A polissemia, a vagueza e a indeterminação semântica

A maior parte das palavras de uma língua não possui um único significado, mas um
significado articulado em mais acepções, ou seja, em algo que podemos definir como
famílias de sentidos. Por exemplo, banco pode significar assento estreito e comprido de
madeira, ferro ou pedra, com encosto ou sem ele; pranchão comprido onde certos
artífices se sentam ou fixam as peças em que trabalham: banco de carpinteiro; camada
ou leito de pedra numa pedreira; cardume de peixes por cima da água; empresa que
adianta e recebe fundos, desconta letras, títulos, facilita os pagamentos por meio de
empréstimos, realiza quaisquer transações de valores: Banco do Brasil; e outras

A polissemia, ou seja, a característica de uma palavra possuir um significado com várias


famílias de sentidos, é um dos fenômenos mais frequentes e típicos das linguagens
naturais. Esse fenômeno é ligado à plasticidade e ao fato de que a semântica de uma
expressão pode ser estendida com relação ao uso que fazem dela os falantes. Graças à
propriedade da vagueza e da indeterminação semântica, o significado linguístico não é
fixado uma vez para todas, mas muda e se reorganiza constantemente de maneira a
acolher novos sentido, dependendo das exigências expressivas dos falantes. A
ampliação dos significados segue percursos imprevisíveis, chegando ao limite que uma
mesma palavra pode desenvolver o que se chama de enantiossemia, ou seja,
significados contrários, como alugar, que pode significar tanto “pegar algo em aluguel”
quanto “dar algo em aluguel”.

A vagueza semântica é a propriedade dos signos linguísticos de ter um significado não


definido com precisão, mas aberto e variável, que corresponde a uma área de sentidos
não bem delimitada, assim que é impossível estabelecer através de regras formais quais
são as possíveis interpretações, os possíveis sentidos de uma palavra.

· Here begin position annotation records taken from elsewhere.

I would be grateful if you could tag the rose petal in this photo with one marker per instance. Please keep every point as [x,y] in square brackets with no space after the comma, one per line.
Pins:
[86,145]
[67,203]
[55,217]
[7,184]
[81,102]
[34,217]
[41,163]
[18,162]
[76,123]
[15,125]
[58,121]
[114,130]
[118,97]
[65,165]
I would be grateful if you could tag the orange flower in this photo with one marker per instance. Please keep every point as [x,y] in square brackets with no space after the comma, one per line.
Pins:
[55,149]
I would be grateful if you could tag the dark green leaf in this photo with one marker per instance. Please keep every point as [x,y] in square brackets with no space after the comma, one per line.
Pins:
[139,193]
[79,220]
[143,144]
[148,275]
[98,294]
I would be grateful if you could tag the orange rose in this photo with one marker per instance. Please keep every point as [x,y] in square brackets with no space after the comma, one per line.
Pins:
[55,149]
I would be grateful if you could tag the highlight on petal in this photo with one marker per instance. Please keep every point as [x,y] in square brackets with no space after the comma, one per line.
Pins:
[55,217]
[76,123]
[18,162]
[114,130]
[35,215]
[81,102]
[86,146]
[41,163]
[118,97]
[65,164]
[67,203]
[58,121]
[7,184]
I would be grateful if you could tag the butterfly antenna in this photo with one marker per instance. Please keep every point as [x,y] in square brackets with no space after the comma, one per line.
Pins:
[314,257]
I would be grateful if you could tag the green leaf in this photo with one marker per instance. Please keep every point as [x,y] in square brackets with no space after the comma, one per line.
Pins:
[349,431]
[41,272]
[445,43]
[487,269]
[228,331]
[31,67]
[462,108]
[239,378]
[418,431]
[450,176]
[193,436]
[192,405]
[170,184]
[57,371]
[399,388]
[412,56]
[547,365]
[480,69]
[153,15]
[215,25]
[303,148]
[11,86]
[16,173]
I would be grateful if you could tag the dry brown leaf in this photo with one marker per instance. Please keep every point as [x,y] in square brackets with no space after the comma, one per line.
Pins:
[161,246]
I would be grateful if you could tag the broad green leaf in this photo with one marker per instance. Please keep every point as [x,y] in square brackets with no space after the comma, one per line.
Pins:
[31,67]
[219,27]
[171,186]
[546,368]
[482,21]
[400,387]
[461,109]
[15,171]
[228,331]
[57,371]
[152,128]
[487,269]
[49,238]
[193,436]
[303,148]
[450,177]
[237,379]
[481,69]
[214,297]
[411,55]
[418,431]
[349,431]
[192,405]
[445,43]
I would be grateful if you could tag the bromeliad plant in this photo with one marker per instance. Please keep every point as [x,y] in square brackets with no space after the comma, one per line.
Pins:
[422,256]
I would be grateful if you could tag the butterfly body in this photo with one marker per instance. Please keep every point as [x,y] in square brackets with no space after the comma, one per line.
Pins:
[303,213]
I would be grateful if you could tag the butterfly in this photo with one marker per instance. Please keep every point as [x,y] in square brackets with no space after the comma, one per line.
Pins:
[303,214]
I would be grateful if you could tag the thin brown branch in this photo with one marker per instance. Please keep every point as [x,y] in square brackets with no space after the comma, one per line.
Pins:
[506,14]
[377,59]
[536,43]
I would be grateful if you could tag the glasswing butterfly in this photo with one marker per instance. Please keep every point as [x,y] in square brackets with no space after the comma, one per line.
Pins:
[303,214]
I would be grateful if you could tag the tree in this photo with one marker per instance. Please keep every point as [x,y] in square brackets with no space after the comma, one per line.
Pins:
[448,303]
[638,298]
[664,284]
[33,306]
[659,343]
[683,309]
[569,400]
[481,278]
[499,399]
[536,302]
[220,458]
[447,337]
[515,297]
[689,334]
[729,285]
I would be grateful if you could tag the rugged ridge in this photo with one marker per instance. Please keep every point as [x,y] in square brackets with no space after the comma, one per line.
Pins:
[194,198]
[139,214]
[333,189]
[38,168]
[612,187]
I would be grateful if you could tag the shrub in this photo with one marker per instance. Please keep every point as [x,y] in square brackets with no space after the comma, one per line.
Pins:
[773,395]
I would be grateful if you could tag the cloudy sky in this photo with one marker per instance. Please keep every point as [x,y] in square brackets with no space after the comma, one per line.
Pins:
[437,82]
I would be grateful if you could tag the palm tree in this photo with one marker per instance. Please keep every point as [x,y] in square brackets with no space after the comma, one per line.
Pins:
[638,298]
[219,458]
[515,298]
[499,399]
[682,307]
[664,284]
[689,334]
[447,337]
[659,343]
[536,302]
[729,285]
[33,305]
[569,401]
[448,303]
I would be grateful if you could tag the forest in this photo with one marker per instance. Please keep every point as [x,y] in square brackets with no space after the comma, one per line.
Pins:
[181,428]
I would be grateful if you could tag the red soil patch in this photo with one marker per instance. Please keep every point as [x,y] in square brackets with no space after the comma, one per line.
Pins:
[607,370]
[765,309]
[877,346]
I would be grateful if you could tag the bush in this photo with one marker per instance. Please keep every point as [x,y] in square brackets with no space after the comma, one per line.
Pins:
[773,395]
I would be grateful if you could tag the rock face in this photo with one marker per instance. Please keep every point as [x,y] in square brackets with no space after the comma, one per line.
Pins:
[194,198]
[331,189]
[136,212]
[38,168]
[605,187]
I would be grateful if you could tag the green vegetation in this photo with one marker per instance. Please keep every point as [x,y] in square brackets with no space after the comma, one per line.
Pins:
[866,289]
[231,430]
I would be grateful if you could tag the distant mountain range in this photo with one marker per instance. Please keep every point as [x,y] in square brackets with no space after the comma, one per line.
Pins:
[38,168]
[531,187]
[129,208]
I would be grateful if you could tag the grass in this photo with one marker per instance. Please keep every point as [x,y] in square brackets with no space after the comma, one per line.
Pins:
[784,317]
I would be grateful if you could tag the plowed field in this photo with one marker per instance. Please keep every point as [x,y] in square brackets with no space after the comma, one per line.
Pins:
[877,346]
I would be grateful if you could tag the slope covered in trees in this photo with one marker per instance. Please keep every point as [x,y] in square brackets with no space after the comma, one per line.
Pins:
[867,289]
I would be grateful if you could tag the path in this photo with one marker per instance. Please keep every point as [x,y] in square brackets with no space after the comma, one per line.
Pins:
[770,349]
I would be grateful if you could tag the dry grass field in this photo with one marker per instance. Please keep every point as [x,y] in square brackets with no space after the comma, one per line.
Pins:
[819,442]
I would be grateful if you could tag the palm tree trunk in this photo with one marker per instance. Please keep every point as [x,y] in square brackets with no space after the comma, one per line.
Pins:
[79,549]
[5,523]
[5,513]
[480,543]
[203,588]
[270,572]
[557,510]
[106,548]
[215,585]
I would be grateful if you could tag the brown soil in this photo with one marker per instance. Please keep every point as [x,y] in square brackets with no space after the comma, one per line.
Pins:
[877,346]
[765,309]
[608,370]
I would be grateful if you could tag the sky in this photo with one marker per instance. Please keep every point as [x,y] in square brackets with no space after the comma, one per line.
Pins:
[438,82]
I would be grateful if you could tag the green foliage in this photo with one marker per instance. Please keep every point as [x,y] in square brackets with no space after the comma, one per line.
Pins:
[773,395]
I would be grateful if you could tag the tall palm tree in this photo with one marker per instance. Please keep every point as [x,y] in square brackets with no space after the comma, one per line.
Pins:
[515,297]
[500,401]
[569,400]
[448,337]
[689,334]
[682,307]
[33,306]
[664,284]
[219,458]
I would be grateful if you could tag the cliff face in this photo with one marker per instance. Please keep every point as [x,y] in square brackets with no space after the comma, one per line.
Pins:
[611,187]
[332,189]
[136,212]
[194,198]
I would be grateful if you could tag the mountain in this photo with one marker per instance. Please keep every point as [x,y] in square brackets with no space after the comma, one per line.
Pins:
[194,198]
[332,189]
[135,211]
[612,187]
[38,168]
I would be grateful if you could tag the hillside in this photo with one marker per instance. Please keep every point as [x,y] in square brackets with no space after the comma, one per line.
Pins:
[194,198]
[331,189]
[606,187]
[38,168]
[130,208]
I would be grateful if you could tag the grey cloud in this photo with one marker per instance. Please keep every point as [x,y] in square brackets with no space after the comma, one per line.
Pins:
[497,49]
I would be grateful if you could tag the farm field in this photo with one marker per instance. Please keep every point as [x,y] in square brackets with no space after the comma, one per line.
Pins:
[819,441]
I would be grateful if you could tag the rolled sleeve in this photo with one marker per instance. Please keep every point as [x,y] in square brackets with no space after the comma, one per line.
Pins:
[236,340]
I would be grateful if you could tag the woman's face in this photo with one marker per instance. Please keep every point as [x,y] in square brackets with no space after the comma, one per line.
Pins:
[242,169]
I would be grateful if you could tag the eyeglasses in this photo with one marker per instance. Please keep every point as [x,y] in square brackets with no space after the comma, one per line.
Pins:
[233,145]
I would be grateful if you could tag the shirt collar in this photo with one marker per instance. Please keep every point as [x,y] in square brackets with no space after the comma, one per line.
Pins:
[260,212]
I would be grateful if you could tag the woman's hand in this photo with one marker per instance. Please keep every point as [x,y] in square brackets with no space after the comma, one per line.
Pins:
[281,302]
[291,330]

A vagueza não deve ser confundida com a genericidade, no sentido em que dissemos
por exemplos que palavras como amor e liberdade são vagas (ou seja, nestes casos,
entendendo por genéricas). A noção de vagueza é uma noção técnica, que podemos
formular como a seguir: uma expressão é vaga quando é impossível determinar em
todos os casos se ela se aplica ou não a um referente.

Em outras palavras, uma expressão é vaga se existem casos aos quais certamente ela se
aplica, casos aos quais ela certamente não se aplica e casos borderline nos quais não é
possível estabelecer com certeza se se aplica o não. São vagas, nesse sentido, palavras
como careca e punhado. Isso porque existem homens certamente carecas, homens
certamente não carecas, mas não podemos estabelecer com certeza o número mínimo de
fio de cabelo (e a sua distribuição) que uma pessoa deve ter para não ser careca.
Portanto haverá pessoas às quais não podemos estabelecer com certeza se aplicar a
palavra ou não. Do mesmo jeito, para ter um punhado de arroz, quantos grãos são
necessários?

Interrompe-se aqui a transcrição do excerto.